Reasons for the Order:


[1] The order that commanded defendant to file its notice of exception on or before 12 August 2022 was issued on 26 July 2022. That gave defendant 12 court days and 17 calendar days to act. Those days were on any pan of scales sufficient for any legal practitioner minded acting with care and promptitude to act in accordance with the order. The defendant is not an entity at some far-flung locus outside the seat of the court, making it time consuming to take instructions from. And as of 26 July 2022 the defendant had made up its mind to bring the notice.


[2] The ineptness of defendant’s legal practitioners and their sloven remissness cannot be good reasons that can persuade the court to exercise its discretion in favour of the defendant by granting the condonation application. The legal practitioners’ explanation that the late filing of the notice of exception is a bona fide mistake is respectfully rejected as not being good and valid. A ‘mistake’ is an act that is misguided or wrong.1


[3] If you ask me, there has of late been far too many condonation applications doing their round in the court; condonation applications brought to condone the incessant failure to obey court orders by parties. This shameful vogue has the effect of setting at naught court orders and that does not conduce to due administration of justice and the promotion of rule of law.

[4] Ms Brinkman attacked respondent’s so-called opposing affidavit as being defective. That may be so. But that is of no moment. The fact that the opposing papers of respondent is not an answering affidavit properly so called, does not mean that applicant can obtain judgment as if by default. The applicant must on its papers persuade the court to grant the relief sought.2

[5] The applicant says the application enjoys good prospects of success, and so, the court ought to grant it. That is not a good enough reason as far as the court is concerned to grant the relief sought. To accept such contention will set a dangerous and unjustifiable precedent, remembering what I said previously about the unacceptable vogue that has bedevilled the court in its duty to attain due administration of justice and to protect and promote rule of law.

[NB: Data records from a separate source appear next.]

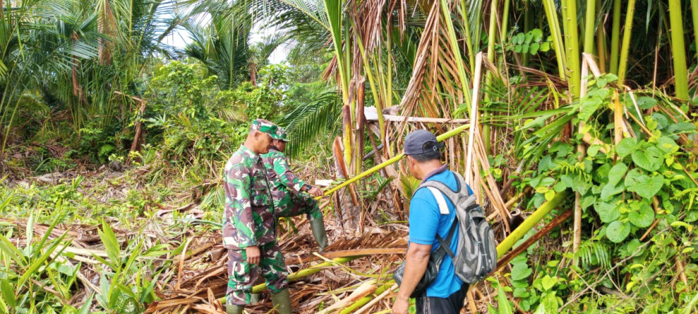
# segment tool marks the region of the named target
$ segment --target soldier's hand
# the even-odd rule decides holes
[[[245,253],[247,253],[247,263],[254,265],[259,265],[259,248],[257,246],[248,246],[245,248]]]
[[[311,186],[311,188],[308,190],[308,194],[315,197],[320,197],[325,194],[322,189],[313,185]]]

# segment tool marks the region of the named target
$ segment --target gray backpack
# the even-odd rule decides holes
[[[485,219],[482,208],[476,203],[475,196],[469,195],[463,177],[453,172],[458,182],[453,191],[438,181],[427,181],[420,187],[426,187],[434,194],[441,214],[448,213],[445,196],[456,209],[456,220],[460,225],[458,231],[458,249],[455,253],[450,244],[437,237],[441,246],[451,256],[456,275],[468,284],[473,284],[487,277],[497,265],[497,246],[494,231]],[[453,223],[456,223],[455,221]]]

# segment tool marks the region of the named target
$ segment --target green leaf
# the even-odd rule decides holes
[[[586,98],[579,101],[582,108],[580,109],[579,117],[582,121],[586,121],[591,118],[591,115],[596,112],[598,107],[603,103],[603,100],[596,97]]]
[[[669,127],[667,127],[666,130],[669,133],[679,134],[693,131],[696,130],[696,126],[687,122],[680,122],[669,125]]]
[[[533,40],[534,42],[540,42],[543,39],[543,31],[538,28],[534,28],[531,30],[531,34],[533,35]]]
[[[534,56],[538,54],[538,49],[539,48],[541,48],[541,44],[538,44],[537,42],[534,42],[533,44],[531,44],[531,46],[529,46],[529,54],[532,54]]]
[[[637,140],[634,137],[626,137],[621,139],[620,142],[618,143],[618,146],[615,147],[615,152],[621,158],[625,157],[635,150],[637,145]]]
[[[524,33],[522,33],[522,32],[519,32],[519,34],[516,34],[516,37],[515,37],[516,38],[515,38],[515,44],[523,44],[524,43]]]
[[[521,280],[527,278],[533,272],[525,263],[516,264],[512,268],[512,280]]]
[[[663,163],[664,154],[655,146],[648,147],[644,151],[632,152],[632,161],[649,171],[656,171]]]
[[[620,217],[620,211],[613,203],[598,201],[594,204],[594,209],[603,222],[608,223]]]
[[[594,202],[595,202],[596,201],[596,196],[594,195],[589,195],[584,196],[584,198],[582,199],[582,208],[584,209],[589,206],[591,206],[591,205],[594,205]]]
[[[615,220],[606,227],[606,237],[614,243],[620,243],[630,234],[630,224]]]
[[[631,177],[629,180],[628,177],[630,176],[630,172],[628,172],[628,176],[625,177],[626,187],[627,187],[627,184],[629,182],[632,185],[627,187],[627,189],[632,192],[635,192],[637,195],[647,199],[651,199],[664,185],[664,176],[661,175],[652,177],[646,175],[640,175],[637,177]]]
[[[546,277],[543,277],[543,280],[541,282],[543,284],[543,289],[545,290],[550,290],[551,288],[555,287],[555,284],[558,283],[557,277],[550,277],[549,275],[546,275]]]
[[[612,184],[610,182],[607,183],[606,185],[603,186],[603,188],[601,189],[601,200],[602,201],[610,200],[611,196],[623,191],[625,188],[625,187],[623,185],[622,182],[620,182],[620,184],[617,184],[617,185]]]
[[[88,297],[88,300],[85,301],[85,303],[83,304],[83,306],[80,308],[80,311],[78,312],[78,314],[90,313],[90,308],[92,307],[92,299],[94,297],[95,297],[94,293],[90,294],[90,297]]]
[[[654,211],[644,203],[632,202],[630,203],[630,213],[627,218],[633,225],[644,228],[649,227],[654,221]]]
[[[657,148],[665,153],[675,153],[679,146],[673,139],[667,137],[661,137],[657,141]]]
[[[104,249],[107,251],[107,255],[111,260],[112,264],[118,267],[121,265],[121,248],[116,240],[116,235],[106,221],[102,222],[102,230],[97,230],[97,232],[102,242],[104,244]]]
[[[616,163],[608,172],[608,183],[615,185],[620,182],[625,175],[626,171],[627,171],[627,165],[623,163]]]
[[[688,230],[689,232],[693,231],[693,226],[686,222],[684,222],[682,221],[675,221],[673,222],[671,222],[670,225],[671,227],[683,227],[686,228],[686,230]]]
[[[17,306],[17,300],[15,299],[15,291],[12,289],[12,285],[6,280],[0,280],[0,291],[2,292],[2,298],[7,302],[7,305],[11,308]]]
[[[637,98],[637,101],[640,109],[649,109],[657,104],[656,99],[646,96]]]
[[[499,303],[500,314],[512,314],[514,313],[512,305],[509,303],[509,298],[507,297],[506,291],[498,282],[497,284],[497,301]]]

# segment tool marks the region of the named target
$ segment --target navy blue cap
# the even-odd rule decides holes
[[[418,130],[404,138],[405,155],[421,155],[437,151],[443,146],[434,134],[426,130]]]

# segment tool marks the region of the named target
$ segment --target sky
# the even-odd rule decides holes
[[[200,23],[207,23],[210,20],[209,18],[204,17],[203,18],[198,18]],[[250,44],[255,44],[256,42],[262,42],[262,39],[266,36],[273,34],[279,30],[276,28],[265,28],[260,29],[257,25],[254,25],[252,27],[252,32],[250,36]],[[163,40],[165,44],[171,46],[174,46],[177,48],[183,49],[186,46],[186,44],[191,42],[191,39],[189,38],[188,32],[178,27],[172,32],[172,34],[167,36]],[[284,62],[286,60],[286,57],[289,54],[289,47],[287,45],[281,45],[274,52],[272,53],[271,56],[269,56],[269,62],[272,64],[277,64]]]

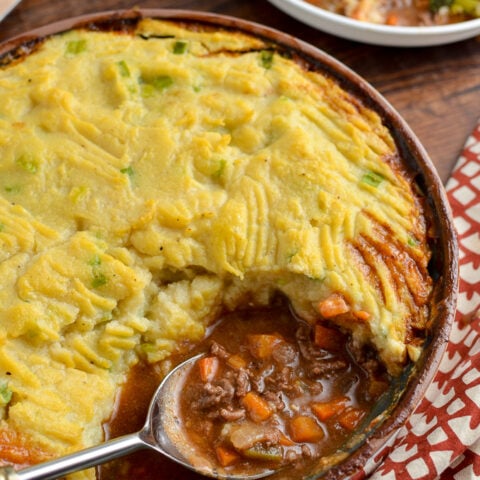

[6] Based on these reasons I decline to exercise my discretion in favour of granting the indulgence craved by applicant. The application fails.


Judge’s signature

Note to the parties:


Parker

Acting Judge


Not applicable.

Counsel:

Plaintiff/Respondent

Defendant/Applicant


In Person



C Brinkman

of

ENSafrica Namibia, Windhoek


1 Concise Oxford English Dictionary 12 ed.

2 Christian v Metropolitan Life Namibia Retirement Annuity Fund and Others 2008 (2) NR 753 (SC) para 15.